The Whau Project – Cathy Livermore

West Auckland-based artist Cathy Livermore (Waitaha, Kati Mamoe, Kai Tahu) created The Whau Project to activate and empower community collaboration across diverse cultures to care for our shared waters of this whenua we collectively call home.

Waiora, life-giving energy carried within waters, is a shared fundamental life principle and need recognized by all traditional cultures. Bringing the memories of wisdoms gathered across time into a flowing conversation today between diverse cultures in West Auckland, The Whau Project is growing a collective community vision for healthy waters in this whenua.

The project began with a process of welcoming and exchange between tangata whenua and migrant peoples with a connection to the Whau area.

In the traditional ways of this whenua, tangata whenua welcomed and embraced the migrating cultures carried from distant lands making their new home here in Aotearoa, and the people became joined. Through the coming together in cultural exchange we experienced the curiosity, fascination and celebration of our diverse cultural traditions and ways in a beautiful flow that reflected back at us our shared humanity, through waters.

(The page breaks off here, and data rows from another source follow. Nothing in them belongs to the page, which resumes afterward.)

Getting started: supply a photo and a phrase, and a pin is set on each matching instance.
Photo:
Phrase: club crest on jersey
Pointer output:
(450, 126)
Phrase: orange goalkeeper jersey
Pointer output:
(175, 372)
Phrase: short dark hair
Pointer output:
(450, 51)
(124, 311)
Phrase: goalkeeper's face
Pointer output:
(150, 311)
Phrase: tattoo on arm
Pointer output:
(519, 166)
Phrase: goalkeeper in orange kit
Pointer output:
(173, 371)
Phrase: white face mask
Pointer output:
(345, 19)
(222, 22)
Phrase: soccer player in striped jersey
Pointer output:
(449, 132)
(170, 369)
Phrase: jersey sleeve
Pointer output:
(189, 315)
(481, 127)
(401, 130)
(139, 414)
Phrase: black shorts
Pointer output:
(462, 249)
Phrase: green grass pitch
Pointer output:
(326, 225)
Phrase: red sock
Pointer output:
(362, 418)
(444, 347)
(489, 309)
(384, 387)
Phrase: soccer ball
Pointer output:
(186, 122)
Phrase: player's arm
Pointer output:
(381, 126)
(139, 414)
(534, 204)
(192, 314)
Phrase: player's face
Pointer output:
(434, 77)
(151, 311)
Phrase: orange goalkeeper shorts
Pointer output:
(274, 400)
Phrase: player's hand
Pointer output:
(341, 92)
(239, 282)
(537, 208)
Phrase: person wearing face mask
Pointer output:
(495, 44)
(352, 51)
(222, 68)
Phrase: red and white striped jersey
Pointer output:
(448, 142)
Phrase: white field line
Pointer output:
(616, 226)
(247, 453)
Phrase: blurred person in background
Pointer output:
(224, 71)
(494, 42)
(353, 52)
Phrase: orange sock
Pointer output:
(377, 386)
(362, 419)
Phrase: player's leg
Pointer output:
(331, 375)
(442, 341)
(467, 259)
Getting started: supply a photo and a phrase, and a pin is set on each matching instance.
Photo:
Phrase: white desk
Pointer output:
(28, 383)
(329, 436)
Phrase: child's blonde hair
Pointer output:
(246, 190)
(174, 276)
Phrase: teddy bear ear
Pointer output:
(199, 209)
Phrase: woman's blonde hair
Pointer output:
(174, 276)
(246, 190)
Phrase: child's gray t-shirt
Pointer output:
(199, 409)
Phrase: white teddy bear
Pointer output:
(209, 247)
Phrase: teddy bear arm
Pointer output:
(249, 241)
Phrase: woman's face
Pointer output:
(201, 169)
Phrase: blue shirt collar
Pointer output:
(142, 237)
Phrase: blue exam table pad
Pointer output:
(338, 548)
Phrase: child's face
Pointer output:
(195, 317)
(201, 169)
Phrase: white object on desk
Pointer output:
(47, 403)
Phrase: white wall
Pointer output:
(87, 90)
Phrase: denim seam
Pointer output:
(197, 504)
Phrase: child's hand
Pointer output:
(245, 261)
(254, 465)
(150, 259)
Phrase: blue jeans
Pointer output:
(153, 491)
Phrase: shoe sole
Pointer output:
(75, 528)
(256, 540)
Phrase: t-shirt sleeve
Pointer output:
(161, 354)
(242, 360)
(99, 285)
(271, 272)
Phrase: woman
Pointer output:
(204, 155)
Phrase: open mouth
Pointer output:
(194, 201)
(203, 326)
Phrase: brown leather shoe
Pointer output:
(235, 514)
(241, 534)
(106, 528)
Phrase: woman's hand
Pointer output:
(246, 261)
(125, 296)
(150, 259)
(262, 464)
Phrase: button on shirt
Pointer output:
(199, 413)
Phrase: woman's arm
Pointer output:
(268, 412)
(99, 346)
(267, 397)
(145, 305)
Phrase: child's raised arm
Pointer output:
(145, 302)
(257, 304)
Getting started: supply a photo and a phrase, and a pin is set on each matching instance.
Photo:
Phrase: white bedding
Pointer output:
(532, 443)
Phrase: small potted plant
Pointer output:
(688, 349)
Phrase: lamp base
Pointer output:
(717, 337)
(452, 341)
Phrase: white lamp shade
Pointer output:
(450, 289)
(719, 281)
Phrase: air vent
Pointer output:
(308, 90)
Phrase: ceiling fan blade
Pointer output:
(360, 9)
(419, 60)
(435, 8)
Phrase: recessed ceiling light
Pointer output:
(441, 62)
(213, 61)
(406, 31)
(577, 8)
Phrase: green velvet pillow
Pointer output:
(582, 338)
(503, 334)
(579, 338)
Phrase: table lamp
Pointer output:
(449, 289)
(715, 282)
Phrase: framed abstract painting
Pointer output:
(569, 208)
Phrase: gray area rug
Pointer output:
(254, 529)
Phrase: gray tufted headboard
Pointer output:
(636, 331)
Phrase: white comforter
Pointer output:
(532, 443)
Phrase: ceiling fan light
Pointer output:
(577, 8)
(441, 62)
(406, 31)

Migrant peoples brought their memories, songs and stories, old and new, sharing their traditional knowledge of the ways in which their cultures have held relationship with waters of their land for hundreds and thousands of years. Gathering these treasures of the past that migrants carry with them, through this exchange we were able to acknowledge the ways and wisdoms that enabled our ancestors to survive and thrive in their lands, which in turn has given us the chance to be here alive today.

The best surprise and gift of this process was seeing how much these cultural exchanges and intercultural conversations were filling a huge desire and hunger for migrant peoples and their communities living here in NZ. These cultural conversations with the traditions of tangata whenua provided ways of building relationships that supported their feeling of belonging here to their new homeland.